Mit der Einigung geht ein wochenlanges Tauziehen zu Ende. Im Kanzleramt hatten Regierung und Opposition nun ein vorerst letzte Mal über die Bedingungen für eine Zustimmung verhandelt. Erste Details der Einigung sind bereits bekannt. In einem Entwurf für ein gemeinsames Papier von Regierung und den Fraktionen des Bundestags verpflichtet sich Schwarz-Gelb auf eine rasche Einführung einer Finanzmarksteuer in Europa. Das Gesetzgebungsverfahren auf europäischer Ebene dazu solle "möglichst bis Ende des Jahres 2012 abgeschlossen werden" können.
Des Weiteren enthält das Papier auch Vereinbarungen für Wachstumsimpulse, zusätzliche Investitionen und Arbeitsplätze in Europa. Kanzlerin Merkel läuft die Zeit davon. Erklärtes Ziel von Schwarz-Gelb ist es, den europäischen Fiskalpakt und den permanenten Euro-Rettungsschirm ESM noch vor dem nächsten EU-Gipfel durch die Parlamente zu bringen. Schließlich will man den anderen Europäern zeigen, dass Deutschland beim Sparen vorangeht. Das heißt: Bis zum 29. Juni sollen Bundestag wie Bundesrat die Verträge ratifiziert haben, damit sie zum 1. Juli rechtskräftig werden können.

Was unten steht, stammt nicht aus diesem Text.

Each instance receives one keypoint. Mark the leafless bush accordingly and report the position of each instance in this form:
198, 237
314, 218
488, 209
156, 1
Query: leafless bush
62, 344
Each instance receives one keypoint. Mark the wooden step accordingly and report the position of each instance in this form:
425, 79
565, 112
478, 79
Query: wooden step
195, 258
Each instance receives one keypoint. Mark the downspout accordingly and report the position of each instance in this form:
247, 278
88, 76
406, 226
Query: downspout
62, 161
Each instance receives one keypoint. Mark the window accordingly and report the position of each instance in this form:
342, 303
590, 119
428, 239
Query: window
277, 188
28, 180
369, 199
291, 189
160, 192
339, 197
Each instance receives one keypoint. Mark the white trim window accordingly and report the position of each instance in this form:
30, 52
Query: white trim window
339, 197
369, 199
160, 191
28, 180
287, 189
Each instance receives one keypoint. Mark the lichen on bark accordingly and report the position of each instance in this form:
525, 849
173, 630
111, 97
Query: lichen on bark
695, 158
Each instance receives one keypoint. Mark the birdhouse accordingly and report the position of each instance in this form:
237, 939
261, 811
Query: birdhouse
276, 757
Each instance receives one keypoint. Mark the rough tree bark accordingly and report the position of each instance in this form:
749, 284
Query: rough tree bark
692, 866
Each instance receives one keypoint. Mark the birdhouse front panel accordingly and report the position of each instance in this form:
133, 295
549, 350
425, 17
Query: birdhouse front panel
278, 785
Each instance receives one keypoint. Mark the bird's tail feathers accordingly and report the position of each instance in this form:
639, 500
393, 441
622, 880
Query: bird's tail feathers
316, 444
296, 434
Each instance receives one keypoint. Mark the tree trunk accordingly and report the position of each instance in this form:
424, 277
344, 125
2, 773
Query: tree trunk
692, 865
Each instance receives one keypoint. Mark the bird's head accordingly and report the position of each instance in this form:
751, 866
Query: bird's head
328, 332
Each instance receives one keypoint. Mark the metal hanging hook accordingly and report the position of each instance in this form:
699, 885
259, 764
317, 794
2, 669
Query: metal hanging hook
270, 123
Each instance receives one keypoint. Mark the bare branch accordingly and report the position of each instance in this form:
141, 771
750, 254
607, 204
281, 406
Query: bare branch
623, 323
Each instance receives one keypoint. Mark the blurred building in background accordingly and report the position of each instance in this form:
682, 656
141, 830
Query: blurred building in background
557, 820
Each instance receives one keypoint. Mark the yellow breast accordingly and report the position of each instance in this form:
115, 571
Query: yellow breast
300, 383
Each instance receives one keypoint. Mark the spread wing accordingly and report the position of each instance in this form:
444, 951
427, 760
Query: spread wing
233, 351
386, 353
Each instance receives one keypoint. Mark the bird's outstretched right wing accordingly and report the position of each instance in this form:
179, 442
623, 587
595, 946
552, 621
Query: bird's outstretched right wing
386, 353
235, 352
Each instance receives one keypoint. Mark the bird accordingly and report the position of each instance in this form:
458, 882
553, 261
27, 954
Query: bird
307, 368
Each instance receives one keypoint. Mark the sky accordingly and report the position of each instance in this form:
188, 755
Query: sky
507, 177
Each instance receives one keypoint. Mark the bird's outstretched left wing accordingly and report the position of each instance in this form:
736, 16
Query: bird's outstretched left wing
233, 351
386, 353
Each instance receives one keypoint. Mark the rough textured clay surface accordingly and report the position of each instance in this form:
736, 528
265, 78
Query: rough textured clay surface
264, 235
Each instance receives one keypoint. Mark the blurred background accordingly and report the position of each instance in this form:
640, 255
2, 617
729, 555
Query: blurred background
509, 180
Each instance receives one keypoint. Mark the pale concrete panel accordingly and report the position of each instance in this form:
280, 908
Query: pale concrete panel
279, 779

Investionsbank wird gestärkt
Deshalb soll das Papier schon am 27. Juni vom Kabinett beschlossen werden. Da eine Zustimmung aller 27 EU-Mitgliedsländer für eine Finanztransaktionssteuer nicht erreichbar sei, will die Regierung dem Papier zufolge beim EU-Gipfel Ende Juni einen Antrag auf Einführung einer solchen Steuer mit weniger Ländern stellen.

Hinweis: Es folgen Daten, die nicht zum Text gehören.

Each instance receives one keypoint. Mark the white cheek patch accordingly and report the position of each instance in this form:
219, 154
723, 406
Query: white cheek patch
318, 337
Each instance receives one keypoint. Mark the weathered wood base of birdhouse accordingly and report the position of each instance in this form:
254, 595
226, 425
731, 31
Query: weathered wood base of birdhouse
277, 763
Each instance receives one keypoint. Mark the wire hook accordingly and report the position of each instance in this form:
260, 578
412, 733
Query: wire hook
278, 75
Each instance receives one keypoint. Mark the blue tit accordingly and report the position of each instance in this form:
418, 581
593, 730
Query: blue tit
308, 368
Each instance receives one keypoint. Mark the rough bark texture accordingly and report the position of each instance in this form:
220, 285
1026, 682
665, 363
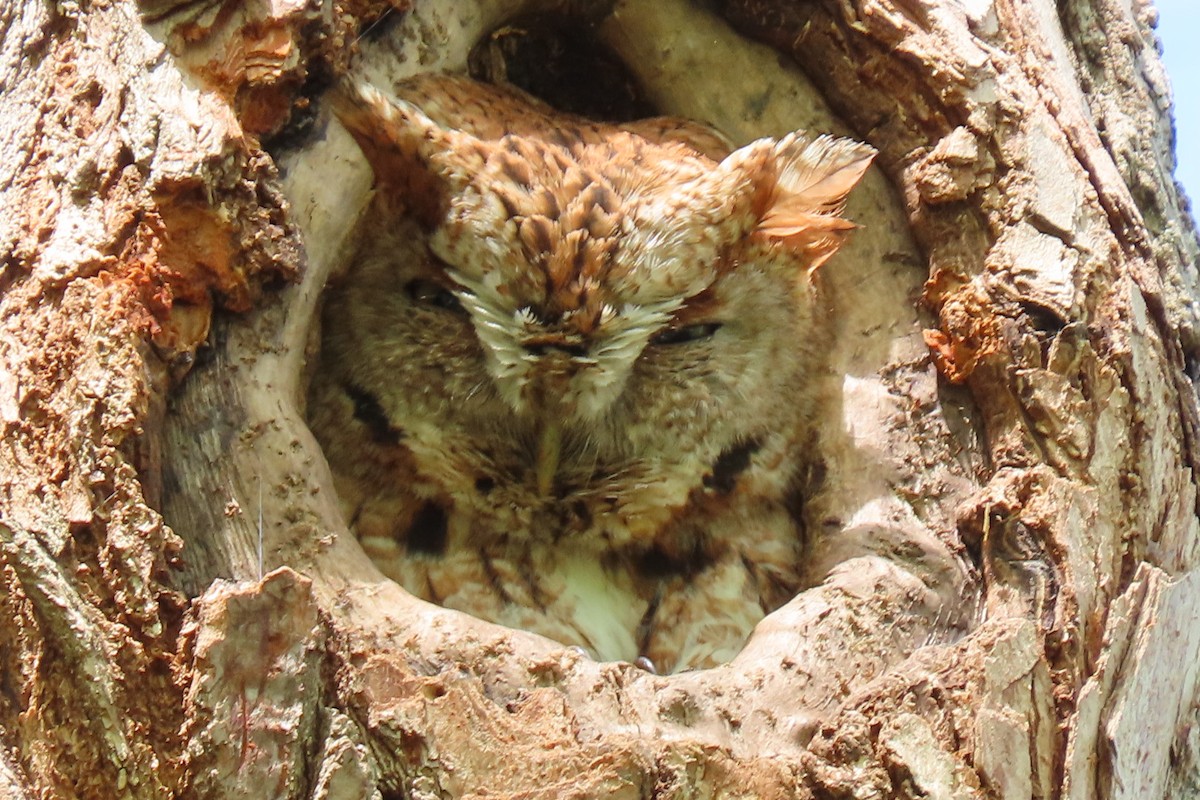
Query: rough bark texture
1013, 594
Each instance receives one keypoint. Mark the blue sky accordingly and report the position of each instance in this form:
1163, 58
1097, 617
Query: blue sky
1179, 28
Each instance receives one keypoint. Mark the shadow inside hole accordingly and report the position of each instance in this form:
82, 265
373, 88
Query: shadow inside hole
559, 59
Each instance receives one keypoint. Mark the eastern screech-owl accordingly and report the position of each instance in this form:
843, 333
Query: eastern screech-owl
565, 382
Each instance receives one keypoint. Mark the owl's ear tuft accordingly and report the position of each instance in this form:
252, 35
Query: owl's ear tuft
811, 181
414, 160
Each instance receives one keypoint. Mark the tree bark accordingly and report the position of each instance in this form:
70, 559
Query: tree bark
1009, 440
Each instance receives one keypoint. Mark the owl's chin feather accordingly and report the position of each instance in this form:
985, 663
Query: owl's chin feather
564, 385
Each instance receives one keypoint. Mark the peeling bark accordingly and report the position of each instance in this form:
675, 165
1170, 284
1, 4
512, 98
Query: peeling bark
1009, 431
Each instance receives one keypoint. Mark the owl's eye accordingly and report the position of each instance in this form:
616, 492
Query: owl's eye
427, 293
687, 334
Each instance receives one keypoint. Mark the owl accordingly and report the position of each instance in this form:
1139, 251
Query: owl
567, 379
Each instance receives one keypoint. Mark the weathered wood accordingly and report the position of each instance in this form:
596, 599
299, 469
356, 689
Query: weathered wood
1009, 427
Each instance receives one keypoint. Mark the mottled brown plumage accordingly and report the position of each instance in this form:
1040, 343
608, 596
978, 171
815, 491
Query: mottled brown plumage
565, 380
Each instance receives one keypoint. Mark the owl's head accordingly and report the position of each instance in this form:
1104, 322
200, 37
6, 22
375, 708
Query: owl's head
615, 286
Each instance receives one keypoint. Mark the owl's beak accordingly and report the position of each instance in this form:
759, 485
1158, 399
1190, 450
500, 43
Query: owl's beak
550, 444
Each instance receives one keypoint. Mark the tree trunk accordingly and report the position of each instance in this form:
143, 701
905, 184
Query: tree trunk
1011, 437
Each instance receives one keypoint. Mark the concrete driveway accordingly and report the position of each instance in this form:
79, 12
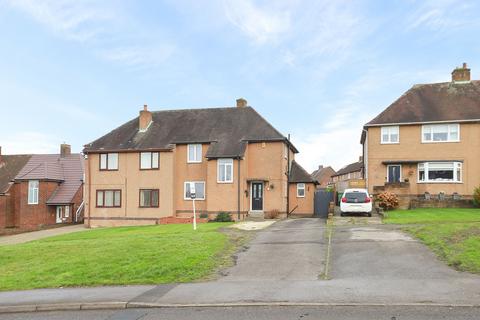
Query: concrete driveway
289, 250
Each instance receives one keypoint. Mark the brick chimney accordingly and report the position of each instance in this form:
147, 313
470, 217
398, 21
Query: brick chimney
145, 119
461, 74
65, 150
241, 103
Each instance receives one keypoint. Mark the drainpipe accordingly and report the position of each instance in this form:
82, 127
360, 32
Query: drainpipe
288, 174
238, 190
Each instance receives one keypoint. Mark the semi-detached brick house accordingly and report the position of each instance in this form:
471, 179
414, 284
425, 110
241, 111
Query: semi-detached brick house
427, 141
41, 189
140, 173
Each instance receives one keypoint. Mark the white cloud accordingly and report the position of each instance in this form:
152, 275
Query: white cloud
30, 142
442, 15
260, 24
75, 20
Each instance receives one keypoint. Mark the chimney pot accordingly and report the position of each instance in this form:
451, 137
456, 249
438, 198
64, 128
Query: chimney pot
65, 150
241, 103
461, 74
144, 119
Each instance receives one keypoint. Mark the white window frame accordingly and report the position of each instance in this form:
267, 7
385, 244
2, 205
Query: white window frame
387, 130
226, 163
197, 158
395, 165
449, 130
151, 156
456, 165
33, 191
107, 166
301, 186
185, 190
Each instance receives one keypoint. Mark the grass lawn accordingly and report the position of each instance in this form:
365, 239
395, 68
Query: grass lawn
126, 255
456, 243
432, 215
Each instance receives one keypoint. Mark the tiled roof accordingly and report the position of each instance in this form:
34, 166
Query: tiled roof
298, 174
227, 129
435, 102
68, 171
10, 166
352, 167
323, 174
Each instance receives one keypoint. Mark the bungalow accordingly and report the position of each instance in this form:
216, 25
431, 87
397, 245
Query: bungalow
427, 143
41, 189
142, 172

Weiter heißt es im Papier, die Steuer solle möglichst alle Finanzinstrumente umfassen sowie "mit einer breiten Bemessungsgrundlage bei einem niedrigen Steuersatz" eingeführt werden. Ausweichreaktionen sollten vermieden werden.

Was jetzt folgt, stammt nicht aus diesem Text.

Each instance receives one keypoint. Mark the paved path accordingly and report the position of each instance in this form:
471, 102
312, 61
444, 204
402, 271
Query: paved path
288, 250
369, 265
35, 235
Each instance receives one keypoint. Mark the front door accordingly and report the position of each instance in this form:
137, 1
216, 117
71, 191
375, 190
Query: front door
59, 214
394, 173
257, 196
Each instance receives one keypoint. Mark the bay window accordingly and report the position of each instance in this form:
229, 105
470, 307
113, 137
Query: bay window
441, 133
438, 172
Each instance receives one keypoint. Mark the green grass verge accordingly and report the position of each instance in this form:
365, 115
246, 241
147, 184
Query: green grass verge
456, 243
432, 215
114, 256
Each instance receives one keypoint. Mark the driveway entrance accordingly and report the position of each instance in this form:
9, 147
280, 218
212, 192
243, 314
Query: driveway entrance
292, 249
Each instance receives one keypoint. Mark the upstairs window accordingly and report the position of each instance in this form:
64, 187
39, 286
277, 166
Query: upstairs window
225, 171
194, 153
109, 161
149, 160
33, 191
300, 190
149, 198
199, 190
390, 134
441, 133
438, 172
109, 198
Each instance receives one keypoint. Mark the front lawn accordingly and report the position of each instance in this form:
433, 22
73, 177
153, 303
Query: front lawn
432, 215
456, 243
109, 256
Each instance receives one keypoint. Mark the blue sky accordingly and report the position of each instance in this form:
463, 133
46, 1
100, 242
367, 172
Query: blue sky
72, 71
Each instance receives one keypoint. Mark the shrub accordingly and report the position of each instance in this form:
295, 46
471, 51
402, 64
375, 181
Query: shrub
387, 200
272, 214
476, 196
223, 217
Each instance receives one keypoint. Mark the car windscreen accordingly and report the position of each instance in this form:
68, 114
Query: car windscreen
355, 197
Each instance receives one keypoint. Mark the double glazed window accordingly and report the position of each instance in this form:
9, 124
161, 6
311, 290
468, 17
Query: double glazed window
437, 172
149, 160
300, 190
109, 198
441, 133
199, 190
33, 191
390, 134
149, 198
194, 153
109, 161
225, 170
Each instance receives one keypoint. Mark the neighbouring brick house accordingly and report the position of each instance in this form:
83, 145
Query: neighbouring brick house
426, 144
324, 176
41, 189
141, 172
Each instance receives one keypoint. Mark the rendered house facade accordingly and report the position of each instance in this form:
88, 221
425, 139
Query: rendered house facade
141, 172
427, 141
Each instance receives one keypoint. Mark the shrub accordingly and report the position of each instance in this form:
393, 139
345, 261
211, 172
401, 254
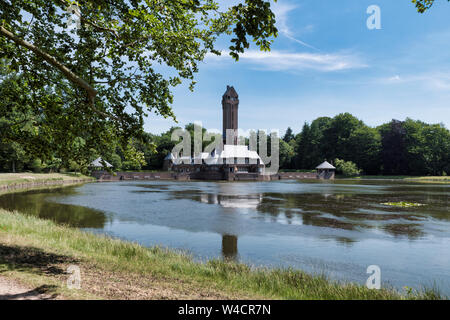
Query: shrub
346, 168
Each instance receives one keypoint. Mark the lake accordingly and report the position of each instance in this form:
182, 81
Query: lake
337, 228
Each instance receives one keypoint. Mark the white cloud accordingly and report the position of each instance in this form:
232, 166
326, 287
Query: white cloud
281, 11
432, 80
286, 61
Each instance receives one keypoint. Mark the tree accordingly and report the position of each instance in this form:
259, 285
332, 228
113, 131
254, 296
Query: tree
289, 135
286, 155
346, 168
393, 154
437, 149
106, 73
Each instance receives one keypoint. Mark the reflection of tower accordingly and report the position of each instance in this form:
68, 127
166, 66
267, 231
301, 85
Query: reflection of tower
230, 103
229, 247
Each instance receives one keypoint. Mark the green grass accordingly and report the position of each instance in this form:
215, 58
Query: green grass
126, 258
11, 179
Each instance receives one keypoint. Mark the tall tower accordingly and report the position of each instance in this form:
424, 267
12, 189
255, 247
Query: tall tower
230, 103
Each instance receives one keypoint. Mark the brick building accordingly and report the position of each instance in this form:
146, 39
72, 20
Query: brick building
232, 162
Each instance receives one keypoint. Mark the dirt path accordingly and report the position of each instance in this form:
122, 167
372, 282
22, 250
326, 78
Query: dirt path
11, 290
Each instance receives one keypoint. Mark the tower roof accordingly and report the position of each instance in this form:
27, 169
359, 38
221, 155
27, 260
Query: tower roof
231, 92
325, 165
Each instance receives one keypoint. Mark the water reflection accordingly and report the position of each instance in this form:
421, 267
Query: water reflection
343, 227
229, 247
37, 203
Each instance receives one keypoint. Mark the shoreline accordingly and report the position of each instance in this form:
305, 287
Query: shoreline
19, 182
31, 249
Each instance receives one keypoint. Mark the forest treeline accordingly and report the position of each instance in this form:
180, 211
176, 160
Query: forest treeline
409, 147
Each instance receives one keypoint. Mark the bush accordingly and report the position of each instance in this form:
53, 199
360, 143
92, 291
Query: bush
346, 168
37, 166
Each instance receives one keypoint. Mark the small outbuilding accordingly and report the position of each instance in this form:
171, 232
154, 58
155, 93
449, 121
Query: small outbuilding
326, 171
99, 164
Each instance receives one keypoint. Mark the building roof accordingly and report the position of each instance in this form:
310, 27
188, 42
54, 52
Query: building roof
169, 157
229, 152
97, 163
231, 92
325, 165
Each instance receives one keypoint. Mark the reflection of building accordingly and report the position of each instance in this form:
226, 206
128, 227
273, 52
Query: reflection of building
325, 171
230, 201
229, 247
231, 162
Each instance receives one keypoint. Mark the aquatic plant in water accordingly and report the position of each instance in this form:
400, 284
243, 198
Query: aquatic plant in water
403, 204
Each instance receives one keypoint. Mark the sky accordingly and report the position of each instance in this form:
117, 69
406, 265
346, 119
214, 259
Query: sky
326, 61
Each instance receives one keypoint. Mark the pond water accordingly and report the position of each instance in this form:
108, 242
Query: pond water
337, 228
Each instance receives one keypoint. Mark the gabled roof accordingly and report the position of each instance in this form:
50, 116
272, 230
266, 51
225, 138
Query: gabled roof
238, 151
325, 165
229, 152
169, 157
98, 163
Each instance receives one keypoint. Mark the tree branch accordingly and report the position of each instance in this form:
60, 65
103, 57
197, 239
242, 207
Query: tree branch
52, 61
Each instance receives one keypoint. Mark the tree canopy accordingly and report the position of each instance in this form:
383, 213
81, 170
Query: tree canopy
122, 60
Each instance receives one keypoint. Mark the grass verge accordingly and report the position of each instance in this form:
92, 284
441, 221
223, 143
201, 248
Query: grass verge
38, 252
23, 181
425, 179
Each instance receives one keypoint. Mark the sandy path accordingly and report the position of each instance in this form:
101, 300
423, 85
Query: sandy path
11, 290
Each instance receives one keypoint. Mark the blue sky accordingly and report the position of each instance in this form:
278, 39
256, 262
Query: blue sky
326, 61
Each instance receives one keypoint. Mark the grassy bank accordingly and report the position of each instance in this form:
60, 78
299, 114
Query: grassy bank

Die Bundesregierung sagt erneut ihren Einsatz für eine Stärkung der Europäischen Investitionsbank um zehn Milliarden Euro zu. Sie will erreichen, dass alle EU-Staaten mitziehen. Deutschland dürfte die Aufstockung dem Vernehmen nach bis zu 1,6 Milliarden Euro kosten. Insgesamt könnten mit dem Schritt Investitionen in Höhe von 180 Milliarden Euro finanziert werden, heißt es unter Bezug auf die EU-Kommission.
Linke will Karlsruhe anrufen
Mit der Zustimmung von Rot-Grün ist das letzte Wort noch nicht gesprochen. Auch die Länder haben erheblich Bedenken was die Verteilung der Lasten eines verschärften Sparregimes anbetrifft. Und auch im Bundesrat, wo die Länder mitbestimmen, braucht Merkel eine Mehrheit. Am Sonntag sollen nun die abschließenden Gespräche mit der Länderseite stattfinden.
Auch juristisch kann es noch Ärger geben. Denn sobald die Pläne verabschiedet sind, will die Linksfraktion das Bundesverfassungsgericht anrufen und so die Unterzeichnung des Gesetzes durch Bundespräsident Joachim Gauck stoppen. Linken-Chefin Katja Kipping sagte, der Kompromiss sei "für die Linke nicht zustimmungsfähig". Der Fiskalpakt enthalte "Kürzungs- und Verarmungsprogramme" und lasse viele Hintertüren offen.
Auch die ehemalige SPD-Justizministerin Herta Däubler-Gmelin, deren Verfassungsklage gegen den Fiskalpakt sich schon mehr als 12.000 Bürger angeschlossen haben, will das Gericht demnach um eine einstweilige Anordnung ersuchen. Die Kritiker bemängeln, dass mit den Plänen die Haushalts- und Kontrollrechte des Bundestags beschnitten würden. Es kann also noch ein heißer Sommer werden für Kanzlerin Angela Merkel.